During the past two to three years, Barrett has been steadily improving average estimated ultimate recovery (EUR) per well, and driving costs downward at Gibson Gulch.
Currently, 7,400-foot Gibson Gulch wells average EURs of 1.2 Bcf equivalent from the Williams Fork formation, and cost $1.8 million. At the current Rockies three-year strip price of $5.50 per thousand cubic feet, with adjustment for high-BTU gas, wells in the play earn 31% rates of return.
“As we monitor actual costs coming in through the third and fourth quarters, we’ll be down in the $1.7-million range, which will get us closer to a 40% rate of return,” predicted Barrett.
Due to its recent strong results, the company has expanded its 2009 Colorado drilling program to about 110 wells from a previously announced 80 wells. Barrett will run three operated rigs in the Piceance for the balance of the year. The operator has successfully navigated Colorado’s new oil and gas rules, and has permits in hand for all its 2009 drilling. Work is already in progress on 2010 permits.
Currently, Barrett’s net Piceance production is 95 million a day. “We have a lot of running room: a 10- to 15-year inventory of 1,300 low-risk, high-quality locations,” said Barrett. The company’s proved, probable and possible (3P) resources at Gibson Gulch are 1.1 Tcfe.
Barrett is also excited about its new acquisition at Cottonwood Gulch. During the second quarter of 2009, it bought a 90% working interest in 40,300 gross undeveloped acres on the former Naval Oil Shale Reserve #1. Purchase price was $60 million.
Cottonwood Gulch lies directly on trend with prolific Rulison Field, and a structural element connects Rulison with the Cottonwood Gulch area.
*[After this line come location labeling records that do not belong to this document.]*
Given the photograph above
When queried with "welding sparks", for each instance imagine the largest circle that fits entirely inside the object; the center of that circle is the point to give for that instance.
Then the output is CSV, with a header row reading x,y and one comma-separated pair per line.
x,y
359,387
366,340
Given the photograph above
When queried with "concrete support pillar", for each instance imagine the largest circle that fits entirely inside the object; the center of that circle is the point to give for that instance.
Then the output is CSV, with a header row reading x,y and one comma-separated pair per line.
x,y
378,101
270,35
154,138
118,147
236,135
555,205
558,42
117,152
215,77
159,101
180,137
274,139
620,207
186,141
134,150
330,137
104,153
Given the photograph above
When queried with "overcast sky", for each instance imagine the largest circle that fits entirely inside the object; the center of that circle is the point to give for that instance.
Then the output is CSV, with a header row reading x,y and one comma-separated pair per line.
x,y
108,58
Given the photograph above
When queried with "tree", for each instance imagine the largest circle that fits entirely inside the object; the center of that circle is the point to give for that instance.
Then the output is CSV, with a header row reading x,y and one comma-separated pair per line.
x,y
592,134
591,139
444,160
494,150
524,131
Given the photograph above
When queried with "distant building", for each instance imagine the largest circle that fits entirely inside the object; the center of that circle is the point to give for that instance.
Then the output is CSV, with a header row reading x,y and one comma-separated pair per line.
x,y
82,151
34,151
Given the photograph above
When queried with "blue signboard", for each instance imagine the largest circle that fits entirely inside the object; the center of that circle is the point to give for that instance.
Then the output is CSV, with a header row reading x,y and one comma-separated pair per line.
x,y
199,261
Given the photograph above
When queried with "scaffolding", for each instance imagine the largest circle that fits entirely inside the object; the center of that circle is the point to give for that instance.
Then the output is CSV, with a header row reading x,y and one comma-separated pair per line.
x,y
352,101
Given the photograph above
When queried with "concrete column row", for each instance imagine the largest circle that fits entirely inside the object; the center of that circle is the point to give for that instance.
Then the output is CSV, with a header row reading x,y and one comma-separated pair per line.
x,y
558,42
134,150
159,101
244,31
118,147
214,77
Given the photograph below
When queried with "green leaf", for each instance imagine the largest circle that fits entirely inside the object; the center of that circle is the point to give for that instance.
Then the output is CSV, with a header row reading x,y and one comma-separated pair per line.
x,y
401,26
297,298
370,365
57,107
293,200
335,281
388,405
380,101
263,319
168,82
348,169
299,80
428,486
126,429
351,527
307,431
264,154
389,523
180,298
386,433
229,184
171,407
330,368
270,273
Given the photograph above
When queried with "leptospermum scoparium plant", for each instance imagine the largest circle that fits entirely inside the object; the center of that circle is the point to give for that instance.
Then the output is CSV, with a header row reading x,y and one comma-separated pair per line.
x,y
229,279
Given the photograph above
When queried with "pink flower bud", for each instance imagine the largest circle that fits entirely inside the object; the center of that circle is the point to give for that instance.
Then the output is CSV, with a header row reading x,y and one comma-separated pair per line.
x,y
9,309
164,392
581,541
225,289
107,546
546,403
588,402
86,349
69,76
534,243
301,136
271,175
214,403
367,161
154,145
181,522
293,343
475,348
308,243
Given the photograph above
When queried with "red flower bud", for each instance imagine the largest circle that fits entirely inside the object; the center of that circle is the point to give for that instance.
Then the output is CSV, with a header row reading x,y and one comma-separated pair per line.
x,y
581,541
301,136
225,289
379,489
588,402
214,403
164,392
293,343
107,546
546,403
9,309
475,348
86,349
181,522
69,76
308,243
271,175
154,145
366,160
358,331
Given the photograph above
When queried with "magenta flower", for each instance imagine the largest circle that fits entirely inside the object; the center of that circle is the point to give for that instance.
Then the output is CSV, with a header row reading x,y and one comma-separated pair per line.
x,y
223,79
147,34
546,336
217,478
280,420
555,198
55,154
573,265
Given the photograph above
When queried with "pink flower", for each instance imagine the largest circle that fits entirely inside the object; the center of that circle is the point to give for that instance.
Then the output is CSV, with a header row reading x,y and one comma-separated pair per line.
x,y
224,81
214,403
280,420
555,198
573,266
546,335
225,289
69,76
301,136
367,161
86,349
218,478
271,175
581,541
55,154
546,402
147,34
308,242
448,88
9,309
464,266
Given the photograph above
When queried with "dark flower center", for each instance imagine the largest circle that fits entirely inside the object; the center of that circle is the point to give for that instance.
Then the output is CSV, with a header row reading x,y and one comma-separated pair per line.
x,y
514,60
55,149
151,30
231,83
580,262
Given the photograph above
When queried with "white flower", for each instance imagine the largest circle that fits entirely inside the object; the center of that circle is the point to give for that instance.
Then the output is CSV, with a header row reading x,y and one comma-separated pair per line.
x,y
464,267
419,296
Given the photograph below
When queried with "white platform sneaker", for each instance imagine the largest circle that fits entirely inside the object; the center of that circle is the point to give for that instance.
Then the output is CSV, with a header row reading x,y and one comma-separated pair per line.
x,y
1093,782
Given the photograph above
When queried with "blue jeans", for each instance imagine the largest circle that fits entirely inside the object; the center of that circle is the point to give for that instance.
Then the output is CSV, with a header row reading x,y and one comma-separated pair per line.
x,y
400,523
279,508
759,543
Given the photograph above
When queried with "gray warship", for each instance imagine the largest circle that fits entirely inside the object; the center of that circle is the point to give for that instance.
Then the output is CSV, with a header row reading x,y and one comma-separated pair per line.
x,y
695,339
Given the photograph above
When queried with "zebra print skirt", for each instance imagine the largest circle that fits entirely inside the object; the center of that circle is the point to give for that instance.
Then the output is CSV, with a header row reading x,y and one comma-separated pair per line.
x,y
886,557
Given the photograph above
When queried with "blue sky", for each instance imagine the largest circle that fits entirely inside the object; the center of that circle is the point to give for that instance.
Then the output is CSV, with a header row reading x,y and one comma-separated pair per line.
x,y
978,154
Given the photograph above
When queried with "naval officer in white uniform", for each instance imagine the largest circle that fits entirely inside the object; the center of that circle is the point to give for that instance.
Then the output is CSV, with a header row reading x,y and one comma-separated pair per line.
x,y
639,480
The acquisition nearly triples Barrett’s Piceance position, in terms of both acreage and 3P resources. On a scenario of 60% development on 10-acre spacing, the company could net 2 to 3 Tcf equivalent.
“We also like this area from a regulatory standpoint because it’s one of the few areas where a record of decision for a resource management plan and an environmental impact statement have been finalized.”
The Roan Plateau Resource Management Plan is in effect on the Cottonwood Gulch properties, and development of the acreage position is being coordinated with the U.S. Department of Interior and Bureau of Land Management (BLM).
The fly in the ointment is a lawsuit filed by environmental groups against the BLM that challenges the leasing and development of the area.
Barrett is working to resolve the lawsuit, and is willing to undertake further environmental work to satisfy lingering concerns, said Barrett. The company hopes to begin drilling in 2010.